Ils étaient là comme en pays conquis, se trouvant trois fois plus nombreux que les Camaretois, buvant, mangeant, se querellant, faisant partout la loi, avec l’insolence de leur nombre et de leur force. Déjà bien des batteries avaient eu lieu, que l’unique gendarme de la localité était tout à fait incapable de pouvoir empêcher ; aussi laissait-on faire, dans l’impuissance de réprimer ce désordre, de se défendre contre cette horde violente.
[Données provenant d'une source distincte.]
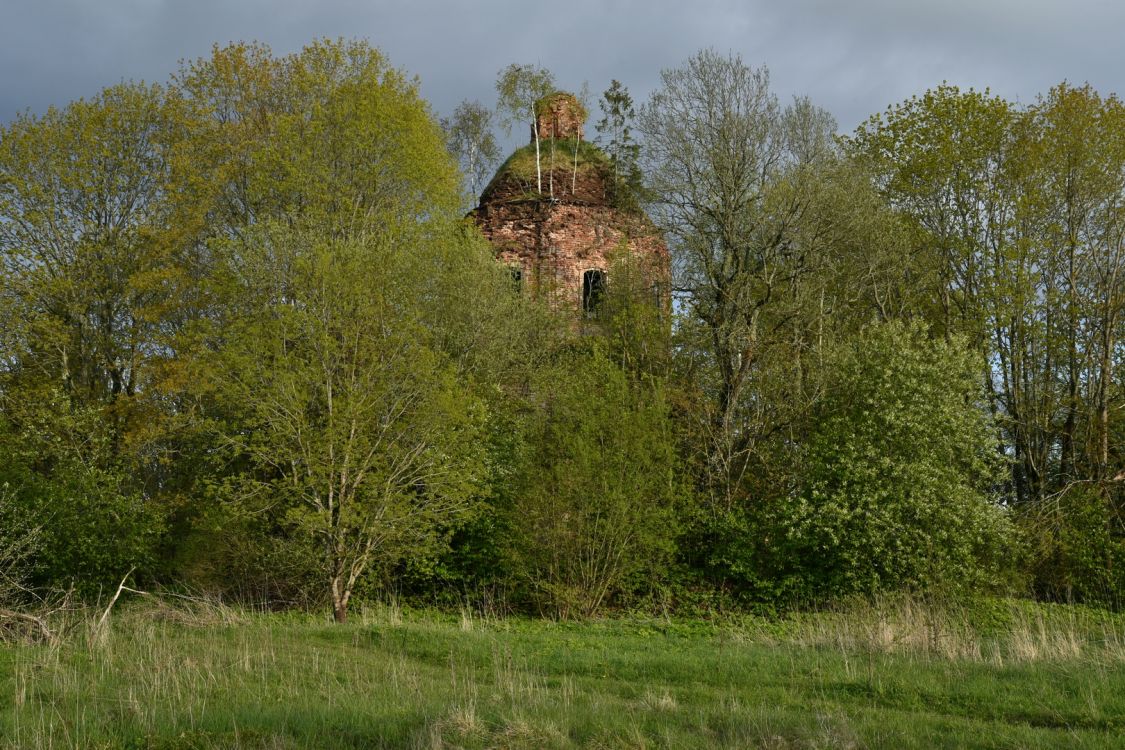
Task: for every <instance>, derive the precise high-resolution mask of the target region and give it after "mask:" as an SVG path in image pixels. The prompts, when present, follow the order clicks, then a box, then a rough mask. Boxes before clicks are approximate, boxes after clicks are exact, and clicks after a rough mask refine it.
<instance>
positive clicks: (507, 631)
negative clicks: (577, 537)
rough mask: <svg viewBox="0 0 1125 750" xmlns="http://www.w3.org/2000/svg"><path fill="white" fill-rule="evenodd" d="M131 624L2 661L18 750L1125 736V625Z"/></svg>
mask: <svg viewBox="0 0 1125 750" xmlns="http://www.w3.org/2000/svg"><path fill="white" fill-rule="evenodd" d="M116 617H117V618H116V621H115V622H114V626H113V630H110V631H109V632H108V633H106V638H104V639H102V640H100V641H98V642H96V643H95V644H92V645H90V644H88V643H87V641H86V640H83V639H80V638H78V639H74V640H73V642H72V643H70V644H63V645H61V647H56V648H48V647H43V645H38V647H18V648H11V649H8V650H7V651H4V650H0V748H8V747H10V748H36V747H82V748H97V747H107V748H110V747H111V748H118V747H129V748H216V747H251V748H253V747H259V748H290V747H293V748H296V747H342V748H349V747H354V748H368V747H394V748H398V747H425V748H433V747H439V748H440V747H468V748H476V747H481V748H483V747H516V748H522V747H526V748H539V747H560V748H566V747H601V748H605V747H614V748H615V747H669V748H681V747H708V748H710V747H729V748H742V747H775V748H790V747H885V748H931V747H949V748H971V747H979V748H1009V747H1011V748H1016V747H1018V748H1059V747H1088V748H1101V747H1122V746H1123V744H1125V740H1122V739H1120V738H1125V670H1123V666H1125V649H1123V645H1122V644H1123V641H1122V634H1123V633H1122V629H1120V622H1119V621H1117V620H1107V621H1105V622H1101V621H1098V622H1095V621H1090V622H1084V621H1083V622H1078V621H1075V618H1074V617H1073V616H1072V615H1065V616H1063V617H1061V618H1059V620H1057V622H1045V621H1044V620H1043V618H1042V616H1039V615H1035V617H1034V618H1021V620H1020V621H1019V622H1018V623H1016V625H1017V626H1016V627H1010V625H1011V622H1010V618H1008V620H1007V621H1006V623H1007V624H1006V625H1005V627H1006V630H1005V633H1003V634H1001V635H998V636H994V638H992V639H991V640H987V641H983V643H984V647H983V648H981V645H980V644H981V642H982V641H981V639H980V638H979V636H978V638H976V639H975V641H974V643H975V645H972V644H970V643H969V642H967V640H966V639H965V638H963V635H964V634H963V633H958V631H957V630H956V627H953V626H947V625H948V623H947V624H944V625H943V624H939V625H936V626H935V625H933V623H928V622H926V620H927V615H925V614H922V616H919V615H918V614H917V613H915V614H913V615H911V614H910V613H907V614H906V616H902V613H901V612H899V613H898V614H894V613H892V614H890V615H885V614H880V615H879V616H877V617H874V616H867V615H864V616H863V618H862V622H859V621H857V620H856V618H855V617H844V618H836V620H834V618H831V617H825V616H819V617H812V618H805V620H804V621H799V622H789V623H783V624H780V625H778V624H776V623H764V622H758V621H748V622H744V623H740V624H728V625H723V626H712V625H706V624H699V623H696V624H691V623H670V624H669V623H661V622H637V621H631V622H603V623H587V624H557V623H549V622H538V621H537V622H529V621H504V622H495V621H486V622H484V623H481V622H480V621H474V622H469V621H463V620H462V621H461V622H458V621H457V620H456V618H450V617H441V616H438V615H415V616H407V617H406V618H405V620H403V618H399V617H398V616H397V614H396V613H394V612H391V611H386V609H384V611H379V612H369V613H367V614H366V615H364V616H360V617H355V622H353V623H350V624H348V625H345V626H334V625H331V624H327V623H324V622H322V621H319V620H316V618H313V617H308V616H299V617H289V616H282V615H266V616H262V615H250V614H243V615H240V616H237V617H235V618H234V620H233V621H232V618H231V617H230V616H223V617H213V616H210V615H207V614H206V613H205V614H204V615H199V614H198V613H196V614H192V615H191V616H189V617H185V615H183V613H182V612H181V611H176V609H171V608H167V607H165V608H160V609H153V608H151V607H149V608H145V609H134V611H132V612H126V613H122V614H119V615H116ZM930 620H933V618H930ZM1107 622H1108V623H1109V624H1108V625H1107V624H1106V623H1107ZM958 644H960V645H958ZM962 647H965V648H964V649H962Z"/></svg>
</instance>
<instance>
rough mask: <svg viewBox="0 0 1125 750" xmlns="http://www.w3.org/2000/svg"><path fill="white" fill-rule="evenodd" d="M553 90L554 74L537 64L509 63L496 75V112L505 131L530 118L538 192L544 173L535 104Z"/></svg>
mask: <svg viewBox="0 0 1125 750" xmlns="http://www.w3.org/2000/svg"><path fill="white" fill-rule="evenodd" d="M552 91H555V75H553V74H552V73H551V72H550V71H548V70H547V69H544V67H540V66H539V65H517V64H515V63H512V64H511V65H508V66H507V67H505V69H504V70H502V71H501V72H499V73H498V74H497V76H496V96H497V101H496V110H497V111H498V112H499V115H501V125H502V126H503V127H504V132H505V133H507V134H508V135H511V134H512V126H513V125H515V124H516V123H520V121H525V120H524V118H530V121H531V136H532V139H533V141H534V144H535V180H537V188H535V190H537V192H539V193H542V192H543V171H542V161H541V159H540V150H539V118H538V112H537V111H535V102H538V101H539V100H540V99H542V98H543V97H546V96H547V94H549V93H551V92H552Z"/></svg>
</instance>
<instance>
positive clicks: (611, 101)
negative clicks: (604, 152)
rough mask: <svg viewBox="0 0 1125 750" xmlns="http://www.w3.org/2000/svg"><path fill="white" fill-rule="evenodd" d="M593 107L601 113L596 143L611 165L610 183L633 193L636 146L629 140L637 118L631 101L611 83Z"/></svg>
mask: <svg viewBox="0 0 1125 750" xmlns="http://www.w3.org/2000/svg"><path fill="white" fill-rule="evenodd" d="M597 105H598V107H600V108H601V110H602V119H601V120H598V123H597V125H596V128H597V132H598V133H600V134H601V136H600V138H598V141H600V142H601V143H602V146H603V148H604V150H605V153H606V154H609V156H610V162H611V163H612V164H613V180H614V182H615V183H618V184H621V186H624V187H627V188H628V189H629V190H632V191H633V192H637V191H638V190H639V189H640V184H641V174H640V165H639V163H638V160H639V159H640V144H639V143H637V142H636V141H633V137H632V127H631V126H632V121H633V119H634V118H636V116H637V114H636V111H633V101H632V97H631V96H629V90H628V89H627V88H625V87H623V85H622V84H621V82H620V81H618V80H616V79H614V80H613V81H612V82H611V83H610V88H609V89H606V90H605V91H604V92H603V93H602V98H601V99H600V100H598V102H597Z"/></svg>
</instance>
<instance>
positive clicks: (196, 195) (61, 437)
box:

On aurait dit d’un port pris d’assaut, mis au pillage ; jusque dans les champs, là-haut, autour des moulins, vers Pen-hat, Lagatjar, Kermeur, il y en avaient qui rôdaient, volant des pommes de terre, des choux, des carottes, avec l’égoïste rapacité de gens qui ne possèdent rien sur terre et ne vivent que sur l’eau, en pirates.

C’était toujours avec une certaine anxiété que les gens de Camaret, d’humeur plus douce, voyaient arriver ces avalanches de Douarnenéziens, et les plus prudents se calfeutraient pour éviter d’avoir quelque mauvaise affaire avec eux.